“I’m very flattered,” says Susan Perlis when told her students voted her the Backstage Readers’ Choice winner for best Louisiana dance instructor. “I do enjoy teaching them, so it works both ways.”
Perlis’ passion is evident in the way she talks about those students, who range from 8-year-old beginners to dancers of all ages in her private studio. A longtime dancer with 30 years of teaching experience, Perlis focuses equally on strict technique and the simple joy of dance. In addition to working with future professional dancers as associate director of the Baton Rouge Ballet Theatre, she somehow finds time to teach at both the Dancers’ Workshop and Louisiana State University.
It’s at LSU that Perlis faces her greatest challenge as an instructor. Many of her students there are theater majors required to take a dance course, or nondancers eager to try it as an elective.

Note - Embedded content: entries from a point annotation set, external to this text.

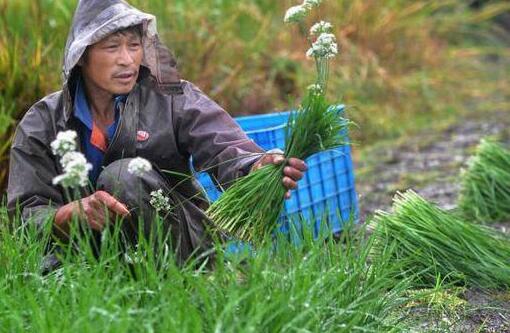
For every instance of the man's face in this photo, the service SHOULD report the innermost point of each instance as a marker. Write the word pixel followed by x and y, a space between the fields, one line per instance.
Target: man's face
pixel 113 63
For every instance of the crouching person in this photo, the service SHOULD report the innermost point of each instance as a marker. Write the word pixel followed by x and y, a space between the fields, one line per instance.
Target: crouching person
pixel 123 96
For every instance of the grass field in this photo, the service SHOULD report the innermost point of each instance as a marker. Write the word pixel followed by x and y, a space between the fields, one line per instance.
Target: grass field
pixel 402 63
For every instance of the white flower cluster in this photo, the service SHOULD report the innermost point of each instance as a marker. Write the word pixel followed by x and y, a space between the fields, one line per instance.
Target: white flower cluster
pixel 296 13
pixel 324 47
pixel 309 4
pixel 138 166
pixel 321 28
pixel 315 89
pixel 76 168
pixel 159 201
pixel 64 143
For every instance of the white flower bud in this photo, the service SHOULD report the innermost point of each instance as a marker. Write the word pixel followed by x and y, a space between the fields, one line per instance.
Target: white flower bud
pixel 295 14
pixel 139 166
pixel 64 143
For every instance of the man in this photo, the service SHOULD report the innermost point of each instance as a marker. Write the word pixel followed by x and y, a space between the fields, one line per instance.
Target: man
pixel 122 94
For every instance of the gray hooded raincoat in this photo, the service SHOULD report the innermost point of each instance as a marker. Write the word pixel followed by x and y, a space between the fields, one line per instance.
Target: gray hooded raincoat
pixel 181 122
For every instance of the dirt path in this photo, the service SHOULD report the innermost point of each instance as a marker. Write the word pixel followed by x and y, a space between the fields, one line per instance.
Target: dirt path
pixel 429 163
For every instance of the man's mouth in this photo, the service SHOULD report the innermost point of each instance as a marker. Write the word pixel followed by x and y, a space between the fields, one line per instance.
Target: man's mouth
pixel 125 76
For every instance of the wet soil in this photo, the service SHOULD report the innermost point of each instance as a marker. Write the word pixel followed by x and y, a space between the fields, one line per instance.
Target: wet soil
pixel 429 162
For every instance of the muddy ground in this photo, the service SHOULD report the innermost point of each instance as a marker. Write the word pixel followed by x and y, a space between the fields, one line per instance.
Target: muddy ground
pixel 430 162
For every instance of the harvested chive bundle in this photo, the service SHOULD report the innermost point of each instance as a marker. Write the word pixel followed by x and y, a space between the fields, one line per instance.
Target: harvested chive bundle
pixel 249 209
pixel 485 191
pixel 433 242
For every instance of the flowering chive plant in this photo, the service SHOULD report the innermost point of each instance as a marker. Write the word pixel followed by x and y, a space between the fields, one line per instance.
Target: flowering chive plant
pixel 75 165
pixel 249 209
pixel 64 143
pixel 139 166
pixel 159 201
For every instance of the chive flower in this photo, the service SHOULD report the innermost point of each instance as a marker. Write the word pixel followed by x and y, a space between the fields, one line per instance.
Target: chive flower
pixel 139 166
pixel 64 143
pixel 159 201
pixel 76 170
pixel 309 4
pixel 295 14
pixel 321 27
pixel 324 47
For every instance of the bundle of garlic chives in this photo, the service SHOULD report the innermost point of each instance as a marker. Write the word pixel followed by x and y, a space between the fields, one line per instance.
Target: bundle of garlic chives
pixel 249 209
pixel 433 242
pixel 485 184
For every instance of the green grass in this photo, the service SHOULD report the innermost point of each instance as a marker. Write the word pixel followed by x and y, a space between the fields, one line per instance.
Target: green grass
pixel 317 286
pixel 485 191
pixel 249 209
pixel 438 244
pixel 402 63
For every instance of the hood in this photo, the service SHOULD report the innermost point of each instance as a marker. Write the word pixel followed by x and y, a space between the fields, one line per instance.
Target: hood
pixel 95 19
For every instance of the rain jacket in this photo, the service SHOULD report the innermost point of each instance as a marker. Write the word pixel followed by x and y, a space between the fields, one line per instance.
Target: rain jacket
pixel 177 120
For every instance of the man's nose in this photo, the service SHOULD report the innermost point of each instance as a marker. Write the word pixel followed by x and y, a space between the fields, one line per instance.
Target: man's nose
pixel 125 56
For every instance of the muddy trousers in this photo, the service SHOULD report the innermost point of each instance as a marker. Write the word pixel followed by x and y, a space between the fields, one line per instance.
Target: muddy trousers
pixel 182 227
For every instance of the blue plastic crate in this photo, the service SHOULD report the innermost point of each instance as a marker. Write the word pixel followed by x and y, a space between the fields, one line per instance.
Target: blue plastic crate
pixel 326 192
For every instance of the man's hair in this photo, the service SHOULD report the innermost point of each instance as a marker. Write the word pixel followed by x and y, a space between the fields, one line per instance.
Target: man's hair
pixel 134 29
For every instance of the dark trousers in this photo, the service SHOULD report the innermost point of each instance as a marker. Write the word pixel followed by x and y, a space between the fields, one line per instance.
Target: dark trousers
pixel 183 228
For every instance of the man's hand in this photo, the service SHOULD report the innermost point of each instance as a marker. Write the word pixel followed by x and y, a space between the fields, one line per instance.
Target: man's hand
pixel 292 172
pixel 96 209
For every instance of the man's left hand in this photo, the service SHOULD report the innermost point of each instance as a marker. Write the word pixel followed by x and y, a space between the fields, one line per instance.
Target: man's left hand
pixel 292 172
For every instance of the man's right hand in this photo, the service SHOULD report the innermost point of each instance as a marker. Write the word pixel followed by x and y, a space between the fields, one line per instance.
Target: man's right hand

Perlis enjoys teaching college students because, as she says, “They’re adults to whom I can teach the technique and full aesthetics.” Whether they’re performance-oriented or just taking dance for the sake of it, everyone emerges from a class with Perlis maintaining better posture, presence, and poise.
“It gives them a real sense of body awareness, how to move smoothly,” she says of ballet. “They learn how to take different stances through body language and gesture: ‘Am I proud? Downtrodden?’ Simply the posture can reflect those feelings.”
This is especially useful for actors looking to hone their body language, an invaluable skill in theater and film. Gesture, as Perlis points out, is “acting, completely without dialogue.” A performer who can move with that elusive quality of grace, or who studies movement in front of a mirror, accesses a plethora of additional tools in creating a character or telling a story onstage.
“A lot of times, actors are so involved with the characters that they neglect their physical fitness,” adds Perlis. “One should not ignore the simple physical benefits of dancing.” In addition to aerobic improvement, she says, dance students acquire lightning-quick reflexes. She often teaches students a choreographed routine then asks them to reverse it, stretching their brains as much as their bodies.
“I find most dancers are quite intelligent,” Perlis says. “It’s that ability to process quickly and send it back. There’s no note-taking.”
Certainly not in her rigorous classes.